Healbe’s next stop was Indiegogo, where the $299 first-generation GoBe raised more than $1 million from 4,500 people.

The company missed its promised ship date, and reports emerged that the company’s CEO, Artem Shipitsyn, had invested between $900,000 and $3 million in GoBe. He later admitted to a Russian publication that Healbe chose Indiegogo because of its “[lower] barriers to entry.”

Healbe’s second attempt — the GoBe 2 — arrived in 2018, packed with five sensors in addition to the impedance monitor — including a galvanic skin response sensor, accelerometer, gyroscope, and magnetometer — that ostensibly enabled it to track steps and measure heart rate more accurately than the previous generation. It debuted alongside a revamped companion app for iOS and Android that automatically broke down the calorie count into fat, carbs, and protein.

Reviews were mixed. Daniel Cooper, writing for Engadget, praised the accuracy of the HealBe 2’s sleep tracking and said its calorie-tracking algorithms were “pretty close” to the handwritten notes he took.
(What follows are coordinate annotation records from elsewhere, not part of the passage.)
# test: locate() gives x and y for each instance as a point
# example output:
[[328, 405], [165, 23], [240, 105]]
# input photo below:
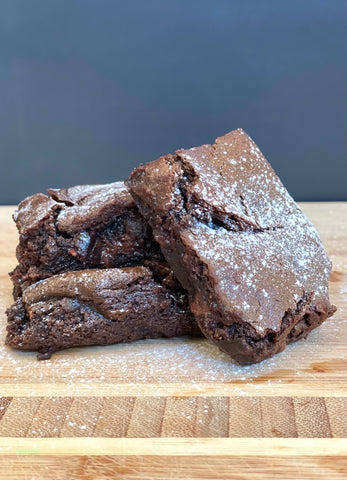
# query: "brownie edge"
[[97, 307], [253, 264]]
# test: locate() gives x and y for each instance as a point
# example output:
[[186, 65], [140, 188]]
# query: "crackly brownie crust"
[[253, 264], [86, 226], [99, 307]]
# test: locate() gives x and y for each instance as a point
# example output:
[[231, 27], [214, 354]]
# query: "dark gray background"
[[91, 88]]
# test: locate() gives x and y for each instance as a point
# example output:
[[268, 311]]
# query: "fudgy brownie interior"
[[86, 226], [253, 264], [99, 307]]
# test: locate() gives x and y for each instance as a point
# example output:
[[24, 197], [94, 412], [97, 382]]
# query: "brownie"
[[253, 264], [86, 226], [99, 307]]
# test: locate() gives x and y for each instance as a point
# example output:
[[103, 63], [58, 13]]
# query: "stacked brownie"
[[90, 273], [253, 266]]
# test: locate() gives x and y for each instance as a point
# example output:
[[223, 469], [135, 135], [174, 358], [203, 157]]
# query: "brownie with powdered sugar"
[[253, 264]]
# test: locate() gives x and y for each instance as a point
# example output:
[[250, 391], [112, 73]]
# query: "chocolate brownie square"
[[99, 307], [253, 264], [86, 226]]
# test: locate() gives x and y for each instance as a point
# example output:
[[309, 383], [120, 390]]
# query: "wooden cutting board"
[[178, 408]]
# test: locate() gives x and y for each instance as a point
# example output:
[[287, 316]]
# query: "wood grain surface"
[[179, 408]]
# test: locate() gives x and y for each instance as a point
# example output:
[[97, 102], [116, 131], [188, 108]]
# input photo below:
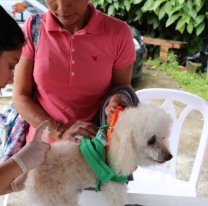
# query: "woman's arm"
[[119, 77], [23, 103], [9, 171]]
But Medical Futurist characterized many of the wearable’s measurements as “arbitrary.”

Calorie tracking via glucose monitoring isn’t complete pseudoscience — in 2002 the U.S. Food and Drug Administration cleared a device called GlucoWatch, since discontinued, that promised to draw glucose from interstitial fluid under the surface of the skin through the use of weak electric currents. But experts argue that the correlation between glucose levels and calories is somewhat weak, because people’s diets don’t consist solely of glucose-rich meals and because glucose isn’t absorbed by all cells in the body at the same rate simultaneously.

That’s all to say that we’re skeptical of Healbe’s claims.